A. I often say that the girls and women we meet today are quite different from those 20-25 years ago, all due to better recognition of clinical problems, improved medical management and enhancement of specific therapies including physical, occupational and communication techniques. As such, we are able to anticipate problems before they are deep-seated and address motor issues before irreversible secondary changes such as contractures occur. The parents also are better informed and represent important partners with us to improve outcomes.
Q. What are the current treatment options, and what is the life expectancy with Rett syndrome?
A. No specific treatment exists for RTT, but multiple medical and surgical issues must be monitored. For these, treatment options are available, although the problems are not necessarily present in everyone with RTT. Nutrition must ensure adequate caloric intake, including gastrostomy feeding when oral intake is problematic.
We have learned from studies in the 1990s that these girls have greater caloric requirements per kilogram body weight than the typically developing child. Improved recognition and management of gastroesophageal reflux, constipation and even gallbladder disease have been pivotal. Seizures require accurate diagnosis and appropriate intervention. Heightened anxiety can be treated.
Scoliosis is a common problem that requires regular monitoring and surgical intervention in about 12 percent when the degree of curvature necessitates intervention.
Q. What is the significance of the grant the Civitan International Research Center received from the Eunice Kennedy Shriver National Institute of Child Health and Human Development?
A. This grant has allowed the CIRC to continue its support of research in intellectual and developmental disabilities through the provision of clinical and laboratory cores that can enhance the research capabilities of investigators in these areas of study. Together with other core service grants at UAB, the infrastructure available to individual investigators and their trainees is extraordinary.
Q. What unique areas of research into Rett syndrome and other neurological disorders are being pursued?
A. Current efforts are ongoing along both clinical and basic research pathways. We believe that one day these will converge as treatment trials come online addressing a fundamental cure. From the clinical perspective, through our Rare Disease grant, we are examining the natural history and phenotype-genotype correlations of RTT in order to be in good position for clinical trials.
At the basic level, research in the Pozzo-Miller and Sweatt laboratories is examining the basic role of the RTT gene in brain function, and a new initiative in collaboration with the Pozzo-Miller, Townes and Strong laboratories, along with major support from core grant noted above, is pursuing the development of pluripotent stem cells from skin fibroblasts expressing specific RTT mutations as another vehicle to evaluate the affect of these mutations on nerve-cell development and interaction and to be used as testbeds for evaluating specific therapies.

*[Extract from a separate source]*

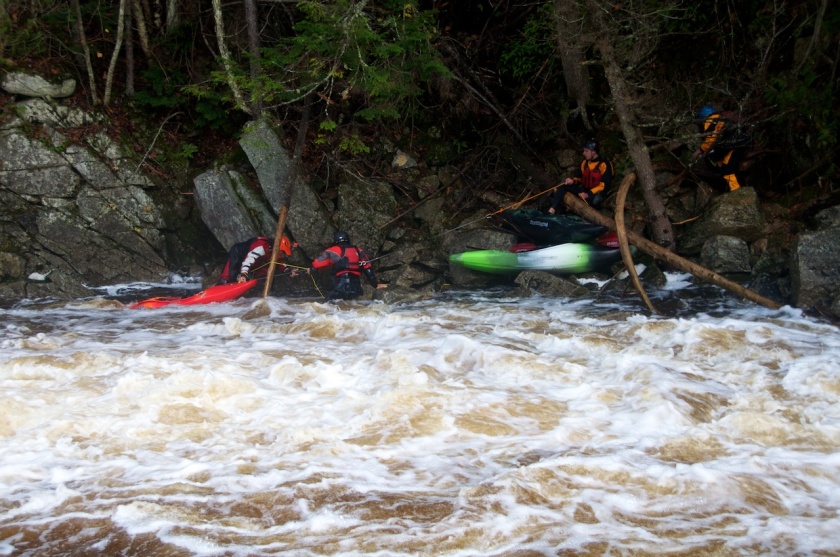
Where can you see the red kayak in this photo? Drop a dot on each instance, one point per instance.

Q. Have there been any recent breakthroughs in the treatment of Rett syndrome?
A. The fundamental breakthrough in the past two years was the demonstration in mouse models in the Bird lab in Edinburgh and the Jaenisch lab in Cambridge that the features of RTT could be reversible. While not a strategy useful in humans, this work did provide proof of principle that some features, at least, of RTT in humans could be reversible with the proper, effective and safe intervention.

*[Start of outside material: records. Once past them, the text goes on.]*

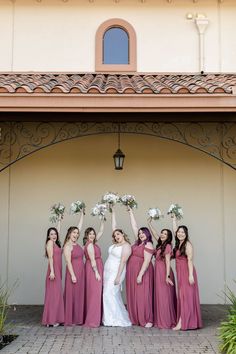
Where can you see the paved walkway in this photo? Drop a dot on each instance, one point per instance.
(34, 338)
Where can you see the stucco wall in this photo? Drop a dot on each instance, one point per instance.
(60, 36)
(156, 171)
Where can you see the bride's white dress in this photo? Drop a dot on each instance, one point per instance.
(114, 311)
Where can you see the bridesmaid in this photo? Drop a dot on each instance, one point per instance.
(74, 280)
(164, 282)
(188, 306)
(93, 277)
(53, 313)
(139, 277)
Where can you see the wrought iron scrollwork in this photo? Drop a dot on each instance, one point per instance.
(20, 139)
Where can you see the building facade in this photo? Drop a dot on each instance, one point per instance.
(63, 102)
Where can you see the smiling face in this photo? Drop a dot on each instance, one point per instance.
(181, 235)
(91, 236)
(163, 236)
(118, 236)
(74, 235)
(142, 236)
(52, 235)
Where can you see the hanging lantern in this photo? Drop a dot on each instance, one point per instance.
(119, 156)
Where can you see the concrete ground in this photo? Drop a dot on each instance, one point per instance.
(34, 338)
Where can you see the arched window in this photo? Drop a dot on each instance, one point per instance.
(115, 46)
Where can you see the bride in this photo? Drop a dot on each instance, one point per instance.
(114, 311)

Q. Why is it believed that Rett syndrome may hold the key to finding better treatments and cures for other neurological disorders, including autism and schizophrenia?

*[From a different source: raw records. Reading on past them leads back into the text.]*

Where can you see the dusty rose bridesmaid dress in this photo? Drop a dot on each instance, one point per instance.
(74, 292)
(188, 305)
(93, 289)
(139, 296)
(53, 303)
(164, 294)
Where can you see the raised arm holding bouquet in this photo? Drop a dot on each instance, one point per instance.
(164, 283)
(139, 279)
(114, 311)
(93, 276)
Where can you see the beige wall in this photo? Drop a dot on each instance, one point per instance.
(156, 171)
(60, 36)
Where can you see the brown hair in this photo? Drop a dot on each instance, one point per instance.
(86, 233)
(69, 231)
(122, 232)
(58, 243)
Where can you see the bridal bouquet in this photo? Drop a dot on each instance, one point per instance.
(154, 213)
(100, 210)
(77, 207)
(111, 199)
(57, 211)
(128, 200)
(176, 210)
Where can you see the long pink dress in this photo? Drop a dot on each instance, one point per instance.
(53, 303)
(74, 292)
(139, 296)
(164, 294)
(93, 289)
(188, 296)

A. The gene associated with RTT also may produce other clinical disorders resembling autism or schizophrenia without specific signs of RTT. We are able to manage these behavioral issues pharmacologically to some extent. More important, perhaps, at the biological level, understanding the role of this gene (MECP2) certainly will provide important insights into these and other behavioral phenotypes. This promises to keep many investigators occupied for some time.